When I made the decision to go vegan, I wasn’t sure when I should begin. I wanted to stop eating dairy right away, but… there was still a tub of half-eaten ice cream in my freezer. Was I just supposed to throw it away? What about the free-range eggs in the fridge? And I should probably buy that pizza I love one last time, because I’ll never be able to have it again. These thoughts kept spiraling through my head; I felt both empowered and excited about my decision, yet also scared and uncertain if I had what it takes to make this commitment.

Leftover dairy products in my fridge haven’t been my only concern. Instead of waiting for a time in the future when I felt more secure, I decided that I felt ready to go vegan while interviewing for post-graduation employment and struggling to finish my last university classes. I could not have picked a more stressful time during my university life to begin a life-altering change.

I’ll be giving myself one month to adjust.

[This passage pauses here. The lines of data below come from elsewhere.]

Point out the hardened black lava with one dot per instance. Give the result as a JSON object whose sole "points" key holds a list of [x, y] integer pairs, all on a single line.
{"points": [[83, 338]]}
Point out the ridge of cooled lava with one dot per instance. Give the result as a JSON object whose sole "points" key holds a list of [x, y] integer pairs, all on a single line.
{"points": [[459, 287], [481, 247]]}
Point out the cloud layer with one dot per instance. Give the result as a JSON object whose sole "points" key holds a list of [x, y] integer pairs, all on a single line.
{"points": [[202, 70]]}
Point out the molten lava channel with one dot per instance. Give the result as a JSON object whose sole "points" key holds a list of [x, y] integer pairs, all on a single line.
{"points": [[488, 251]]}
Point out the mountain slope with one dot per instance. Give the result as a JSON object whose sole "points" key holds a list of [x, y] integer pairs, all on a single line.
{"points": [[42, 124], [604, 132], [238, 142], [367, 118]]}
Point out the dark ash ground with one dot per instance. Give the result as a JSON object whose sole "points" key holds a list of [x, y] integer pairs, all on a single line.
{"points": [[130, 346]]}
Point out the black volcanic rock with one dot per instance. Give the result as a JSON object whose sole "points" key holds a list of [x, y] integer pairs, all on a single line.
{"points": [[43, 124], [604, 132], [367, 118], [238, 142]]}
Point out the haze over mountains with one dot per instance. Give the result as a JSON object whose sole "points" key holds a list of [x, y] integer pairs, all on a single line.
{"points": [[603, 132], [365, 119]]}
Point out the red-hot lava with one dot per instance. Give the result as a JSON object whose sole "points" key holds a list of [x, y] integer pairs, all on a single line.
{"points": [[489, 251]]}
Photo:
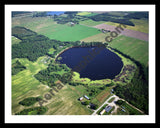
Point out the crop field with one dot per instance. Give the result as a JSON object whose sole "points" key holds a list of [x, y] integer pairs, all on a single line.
{"points": [[98, 37], [25, 85], [126, 32], [67, 33], [135, 48], [90, 22], [140, 25], [133, 41]]}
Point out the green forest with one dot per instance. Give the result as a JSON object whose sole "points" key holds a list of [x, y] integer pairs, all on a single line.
{"points": [[17, 67]]}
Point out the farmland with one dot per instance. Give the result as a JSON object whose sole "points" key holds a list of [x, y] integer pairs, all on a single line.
{"points": [[49, 38]]}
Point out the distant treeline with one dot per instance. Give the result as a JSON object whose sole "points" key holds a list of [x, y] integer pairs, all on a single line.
{"points": [[120, 19], [32, 45], [16, 13], [17, 67], [49, 76], [135, 92]]}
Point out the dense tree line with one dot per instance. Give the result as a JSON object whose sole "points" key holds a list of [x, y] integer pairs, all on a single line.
{"points": [[135, 92], [120, 19], [17, 67]]}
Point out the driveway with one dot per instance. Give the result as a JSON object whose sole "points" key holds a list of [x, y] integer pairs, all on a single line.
{"points": [[106, 102]]}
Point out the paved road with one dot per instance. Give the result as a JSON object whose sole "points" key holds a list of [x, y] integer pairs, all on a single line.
{"points": [[106, 102], [113, 104]]}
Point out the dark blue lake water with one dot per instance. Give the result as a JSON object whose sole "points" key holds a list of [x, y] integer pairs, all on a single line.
{"points": [[55, 12], [92, 62]]}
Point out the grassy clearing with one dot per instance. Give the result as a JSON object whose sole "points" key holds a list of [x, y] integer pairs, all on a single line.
{"points": [[63, 32], [141, 25], [91, 22], [25, 85], [64, 102], [83, 13], [135, 48], [75, 33], [98, 37]]}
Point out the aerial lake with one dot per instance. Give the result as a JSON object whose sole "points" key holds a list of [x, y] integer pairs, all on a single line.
{"points": [[55, 12], [94, 65]]}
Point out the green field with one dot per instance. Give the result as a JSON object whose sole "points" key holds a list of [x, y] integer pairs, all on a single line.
{"points": [[65, 101], [25, 85], [135, 48], [63, 32], [141, 25], [67, 33]]}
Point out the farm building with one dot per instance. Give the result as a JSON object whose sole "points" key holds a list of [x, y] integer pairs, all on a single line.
{"points": [[108, 108], [86, 97]]}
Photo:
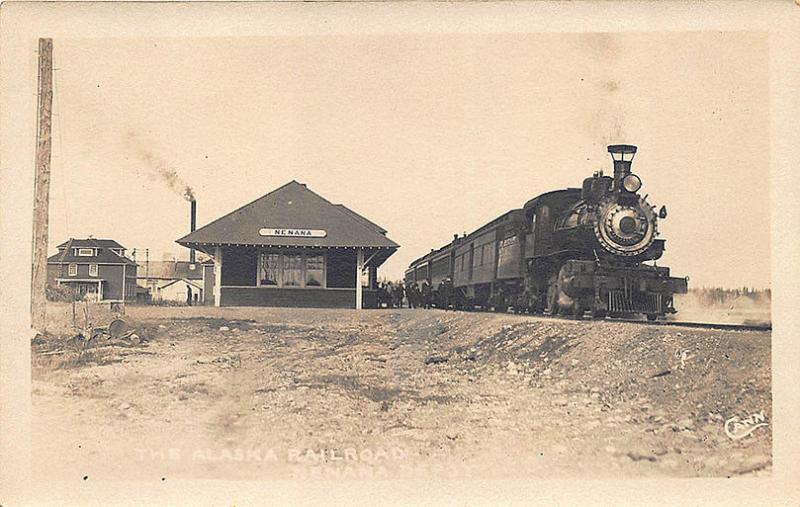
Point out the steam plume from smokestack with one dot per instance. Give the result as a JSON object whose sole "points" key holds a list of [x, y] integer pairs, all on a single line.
{"points": [[157, 166]]}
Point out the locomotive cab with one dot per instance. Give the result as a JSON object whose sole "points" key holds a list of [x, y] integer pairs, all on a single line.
{"points": [[597, 249]]}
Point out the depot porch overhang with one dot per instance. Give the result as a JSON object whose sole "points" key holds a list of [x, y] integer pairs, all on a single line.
{"points": [[291, 219]]}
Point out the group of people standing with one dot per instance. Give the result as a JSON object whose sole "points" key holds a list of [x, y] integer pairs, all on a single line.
{"points": [[398, 295]]}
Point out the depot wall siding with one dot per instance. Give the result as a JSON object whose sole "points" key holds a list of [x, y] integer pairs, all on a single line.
{"points": [[302, 298]]}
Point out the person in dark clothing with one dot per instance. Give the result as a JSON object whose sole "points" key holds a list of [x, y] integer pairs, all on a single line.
{"points": [[397, 295], [446, 293], [413, 296], [426, 295]]}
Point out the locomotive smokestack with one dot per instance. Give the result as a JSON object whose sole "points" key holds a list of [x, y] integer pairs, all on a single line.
{"points": [[192, 226], [623, 158]]}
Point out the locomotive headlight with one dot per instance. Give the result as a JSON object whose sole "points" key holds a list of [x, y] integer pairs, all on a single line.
{"points": [[631, 183]]}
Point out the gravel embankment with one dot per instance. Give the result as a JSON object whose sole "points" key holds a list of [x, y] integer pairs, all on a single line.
{"points": [[263, 393]]}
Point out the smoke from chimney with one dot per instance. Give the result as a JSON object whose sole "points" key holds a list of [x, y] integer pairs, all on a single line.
{"points": [[157, 166], [192, 225]]}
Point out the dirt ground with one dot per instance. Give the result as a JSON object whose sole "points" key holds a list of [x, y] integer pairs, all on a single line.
{"points": [[256, 393]]}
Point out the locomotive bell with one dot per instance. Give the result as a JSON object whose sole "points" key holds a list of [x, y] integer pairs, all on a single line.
{"points": [[622, 154]]}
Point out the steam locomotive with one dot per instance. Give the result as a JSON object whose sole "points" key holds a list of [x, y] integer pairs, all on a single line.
{"points": [[567, 251]]}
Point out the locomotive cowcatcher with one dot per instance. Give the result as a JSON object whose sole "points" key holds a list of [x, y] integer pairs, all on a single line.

I’m making a list of all that I need to do: cleaning out my pantry, planning lots of vegan snacks that I can carry around with me, and experimenting with tasty recipes to see which ones I enjoy the most.

Timing could make the difference between success and failure on all ventures; if the timing isn’t right, then you could be out of luck. I’m determined to follow through with my new lifestyle, regardless of the poor timing that I chose, and I’m hoping that the support of friends and family (as well as my own willpower) will be strong enough to help me achieve my goal of becoming completely vegan.

I’ll be writing again soon about awesome recipes, vegan restaurant options and more. Thank you for reading!